So
Tim Bray asks about the usefulness of tagging.
Steve Green tries to answer.
What amazes me about the whole thing is that these two super-smart fellas largely missed the point. They are comparing tagging to keyword-based document retrieval :
Steve Green:
"Here's an interesting fact upon which I'll base the rest of my argument: people are horribly inconsistent when assigning keywords to documents. If you give two people the same document and ask them to assign a set of keywords to describe it, then the sets of keywords that they assign will agree only about 20% of the time. This was one of the problems that lead to the development of full text indexing systems. If we couldn't choose a few keywords from a document, we would use every word in the document as a keyword! "
This evaluation is wrong in a major way and in a minor way.

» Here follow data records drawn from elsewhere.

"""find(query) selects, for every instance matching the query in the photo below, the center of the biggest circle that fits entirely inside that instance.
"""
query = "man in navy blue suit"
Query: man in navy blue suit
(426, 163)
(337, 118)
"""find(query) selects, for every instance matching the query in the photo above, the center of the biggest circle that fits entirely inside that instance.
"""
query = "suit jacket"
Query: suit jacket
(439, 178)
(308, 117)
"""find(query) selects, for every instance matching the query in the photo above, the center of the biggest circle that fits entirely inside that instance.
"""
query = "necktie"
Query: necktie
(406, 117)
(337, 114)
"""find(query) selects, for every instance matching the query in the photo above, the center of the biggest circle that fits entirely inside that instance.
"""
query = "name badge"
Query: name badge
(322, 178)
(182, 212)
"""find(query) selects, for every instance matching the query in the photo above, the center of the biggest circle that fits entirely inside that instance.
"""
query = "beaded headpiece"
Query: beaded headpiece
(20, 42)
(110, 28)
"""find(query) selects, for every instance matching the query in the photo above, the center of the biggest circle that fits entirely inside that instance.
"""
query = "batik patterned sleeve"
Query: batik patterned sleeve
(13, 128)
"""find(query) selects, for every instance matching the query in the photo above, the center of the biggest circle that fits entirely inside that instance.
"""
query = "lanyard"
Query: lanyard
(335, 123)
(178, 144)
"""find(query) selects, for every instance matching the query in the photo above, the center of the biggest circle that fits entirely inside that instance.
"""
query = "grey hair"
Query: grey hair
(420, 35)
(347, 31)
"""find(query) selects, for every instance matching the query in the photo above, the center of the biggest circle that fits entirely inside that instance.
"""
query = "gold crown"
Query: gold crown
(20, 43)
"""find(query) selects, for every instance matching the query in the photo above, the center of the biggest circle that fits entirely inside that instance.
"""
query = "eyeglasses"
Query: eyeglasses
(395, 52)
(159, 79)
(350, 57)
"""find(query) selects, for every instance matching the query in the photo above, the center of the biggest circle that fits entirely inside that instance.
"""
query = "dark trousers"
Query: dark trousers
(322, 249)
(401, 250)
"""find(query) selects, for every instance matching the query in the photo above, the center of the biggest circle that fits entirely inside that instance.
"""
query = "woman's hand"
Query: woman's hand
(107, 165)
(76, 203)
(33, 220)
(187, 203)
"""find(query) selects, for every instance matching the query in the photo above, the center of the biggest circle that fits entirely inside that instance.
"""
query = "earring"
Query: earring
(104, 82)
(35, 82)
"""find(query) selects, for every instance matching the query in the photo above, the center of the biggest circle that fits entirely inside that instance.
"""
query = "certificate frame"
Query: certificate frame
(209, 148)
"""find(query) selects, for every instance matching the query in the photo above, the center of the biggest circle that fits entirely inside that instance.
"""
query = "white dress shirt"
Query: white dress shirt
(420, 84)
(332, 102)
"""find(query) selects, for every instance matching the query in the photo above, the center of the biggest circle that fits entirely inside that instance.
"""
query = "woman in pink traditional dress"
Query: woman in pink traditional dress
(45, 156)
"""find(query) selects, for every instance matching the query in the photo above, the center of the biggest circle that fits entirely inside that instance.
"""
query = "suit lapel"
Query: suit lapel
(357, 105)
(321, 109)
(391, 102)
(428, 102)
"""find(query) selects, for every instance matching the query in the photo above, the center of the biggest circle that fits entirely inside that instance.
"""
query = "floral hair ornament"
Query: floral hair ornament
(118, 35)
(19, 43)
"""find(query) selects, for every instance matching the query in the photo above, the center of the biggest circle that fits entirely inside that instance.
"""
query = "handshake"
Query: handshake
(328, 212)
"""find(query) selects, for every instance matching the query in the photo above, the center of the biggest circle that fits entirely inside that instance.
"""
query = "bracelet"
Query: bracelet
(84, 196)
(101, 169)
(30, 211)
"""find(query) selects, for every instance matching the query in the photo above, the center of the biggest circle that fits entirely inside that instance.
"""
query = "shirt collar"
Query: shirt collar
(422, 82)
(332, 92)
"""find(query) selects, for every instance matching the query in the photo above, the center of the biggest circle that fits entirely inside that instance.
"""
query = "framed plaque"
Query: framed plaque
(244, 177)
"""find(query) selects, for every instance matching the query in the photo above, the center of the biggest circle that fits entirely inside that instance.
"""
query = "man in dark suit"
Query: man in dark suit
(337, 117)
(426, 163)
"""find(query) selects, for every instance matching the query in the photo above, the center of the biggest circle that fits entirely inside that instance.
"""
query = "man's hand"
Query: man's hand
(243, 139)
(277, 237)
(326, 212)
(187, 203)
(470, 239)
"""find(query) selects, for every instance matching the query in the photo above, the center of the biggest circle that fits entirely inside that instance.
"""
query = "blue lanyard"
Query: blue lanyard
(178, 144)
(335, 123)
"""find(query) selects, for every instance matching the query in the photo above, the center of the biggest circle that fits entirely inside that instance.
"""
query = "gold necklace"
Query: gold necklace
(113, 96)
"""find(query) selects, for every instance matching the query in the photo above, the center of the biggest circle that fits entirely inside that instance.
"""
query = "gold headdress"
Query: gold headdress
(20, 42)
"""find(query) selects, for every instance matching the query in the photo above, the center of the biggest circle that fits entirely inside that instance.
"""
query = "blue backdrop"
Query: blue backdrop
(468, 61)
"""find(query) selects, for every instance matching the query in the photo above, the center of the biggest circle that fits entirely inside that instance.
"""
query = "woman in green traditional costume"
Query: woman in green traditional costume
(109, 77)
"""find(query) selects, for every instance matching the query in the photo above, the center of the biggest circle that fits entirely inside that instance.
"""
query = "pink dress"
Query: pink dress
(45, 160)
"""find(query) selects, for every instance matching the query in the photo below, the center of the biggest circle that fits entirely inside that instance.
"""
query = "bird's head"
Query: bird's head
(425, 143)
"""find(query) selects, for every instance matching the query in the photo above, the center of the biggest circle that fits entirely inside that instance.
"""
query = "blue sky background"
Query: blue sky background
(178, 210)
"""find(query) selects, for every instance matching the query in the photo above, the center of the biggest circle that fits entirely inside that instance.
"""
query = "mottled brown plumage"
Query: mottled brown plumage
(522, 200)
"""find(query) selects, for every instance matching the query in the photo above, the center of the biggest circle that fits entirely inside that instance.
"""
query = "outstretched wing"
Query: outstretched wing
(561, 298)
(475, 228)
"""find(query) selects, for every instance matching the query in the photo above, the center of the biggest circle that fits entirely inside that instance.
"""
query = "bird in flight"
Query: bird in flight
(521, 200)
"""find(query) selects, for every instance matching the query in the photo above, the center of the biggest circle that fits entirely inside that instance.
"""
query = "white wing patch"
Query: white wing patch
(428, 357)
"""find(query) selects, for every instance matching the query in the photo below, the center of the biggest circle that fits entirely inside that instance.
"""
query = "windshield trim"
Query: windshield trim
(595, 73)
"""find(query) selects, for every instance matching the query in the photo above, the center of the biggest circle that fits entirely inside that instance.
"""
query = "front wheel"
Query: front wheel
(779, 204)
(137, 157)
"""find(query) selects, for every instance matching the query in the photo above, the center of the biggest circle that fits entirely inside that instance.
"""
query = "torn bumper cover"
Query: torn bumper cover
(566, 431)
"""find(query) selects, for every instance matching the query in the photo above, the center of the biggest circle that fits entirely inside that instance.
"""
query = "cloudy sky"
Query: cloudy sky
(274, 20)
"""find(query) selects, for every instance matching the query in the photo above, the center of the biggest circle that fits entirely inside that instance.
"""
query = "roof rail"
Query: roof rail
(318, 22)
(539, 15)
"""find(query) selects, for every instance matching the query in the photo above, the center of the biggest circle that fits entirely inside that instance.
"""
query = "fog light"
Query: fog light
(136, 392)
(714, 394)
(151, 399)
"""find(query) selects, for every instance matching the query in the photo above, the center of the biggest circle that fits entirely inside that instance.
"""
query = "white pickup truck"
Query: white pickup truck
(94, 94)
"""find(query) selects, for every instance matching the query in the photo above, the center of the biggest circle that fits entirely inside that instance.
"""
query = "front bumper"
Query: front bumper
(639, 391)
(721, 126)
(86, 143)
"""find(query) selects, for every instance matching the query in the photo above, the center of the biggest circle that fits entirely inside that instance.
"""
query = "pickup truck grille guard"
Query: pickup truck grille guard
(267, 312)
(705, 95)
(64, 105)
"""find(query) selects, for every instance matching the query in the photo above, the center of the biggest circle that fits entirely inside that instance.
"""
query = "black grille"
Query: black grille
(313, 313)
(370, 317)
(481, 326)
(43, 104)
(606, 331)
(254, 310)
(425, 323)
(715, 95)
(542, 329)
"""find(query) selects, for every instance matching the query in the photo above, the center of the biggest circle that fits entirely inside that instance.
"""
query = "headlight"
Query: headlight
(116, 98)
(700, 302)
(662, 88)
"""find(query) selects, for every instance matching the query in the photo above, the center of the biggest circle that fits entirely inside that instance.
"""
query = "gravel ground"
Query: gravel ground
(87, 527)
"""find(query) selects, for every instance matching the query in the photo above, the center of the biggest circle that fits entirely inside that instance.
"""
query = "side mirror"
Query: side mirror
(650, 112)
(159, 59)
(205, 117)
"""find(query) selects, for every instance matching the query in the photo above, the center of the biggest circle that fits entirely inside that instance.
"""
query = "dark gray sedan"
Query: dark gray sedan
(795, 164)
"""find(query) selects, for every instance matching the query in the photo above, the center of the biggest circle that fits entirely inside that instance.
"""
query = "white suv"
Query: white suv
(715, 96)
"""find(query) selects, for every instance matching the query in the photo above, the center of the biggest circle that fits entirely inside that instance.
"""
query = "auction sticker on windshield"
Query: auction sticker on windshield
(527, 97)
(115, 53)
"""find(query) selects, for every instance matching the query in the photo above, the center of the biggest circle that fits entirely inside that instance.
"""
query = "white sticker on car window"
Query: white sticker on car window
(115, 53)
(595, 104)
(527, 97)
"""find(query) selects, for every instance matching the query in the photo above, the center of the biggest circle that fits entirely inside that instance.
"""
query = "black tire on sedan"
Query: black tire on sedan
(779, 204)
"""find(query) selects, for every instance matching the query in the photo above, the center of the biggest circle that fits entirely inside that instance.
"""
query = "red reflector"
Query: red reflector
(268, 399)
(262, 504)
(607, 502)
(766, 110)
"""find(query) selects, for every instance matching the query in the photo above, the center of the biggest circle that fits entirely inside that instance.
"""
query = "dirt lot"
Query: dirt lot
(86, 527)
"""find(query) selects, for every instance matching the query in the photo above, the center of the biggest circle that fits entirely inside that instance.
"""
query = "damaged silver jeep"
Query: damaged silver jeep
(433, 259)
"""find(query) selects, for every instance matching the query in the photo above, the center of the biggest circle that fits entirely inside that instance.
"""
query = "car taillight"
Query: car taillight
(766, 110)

First, the recent tagging explosion is not keyword assignment for document retrieval, but a social phenomena. Clay Shirky explains a lot of this here. Link popularity, people in your tag hood, interesting people's link streams are a very large reason del.icio.us is so cool. This is the major point.
The minor point is that even as a retrieval technology tagging has some important differences with keyword and hyperlink assignment.
First - the power of numbers. Yeah, when two people assign keywords to a documen there is only a 20% overlap. What about when
100 or 1000 people do it? It makes it pretty likely that your search term or any other Joe Shmoe's term is a tag for this url, if it's relevenat.
Second, as tagging in del.icio.us is used "mainly" for personal bookmark storage, the retrieval performance question changes scope. True, you have 20% chance of overlapping with another person, but overlapping with yourself (at some later date) is much more likely. After all, the tags came from your brain in the first place!
Which makes me wonder if these guys have ever used del.icio.us?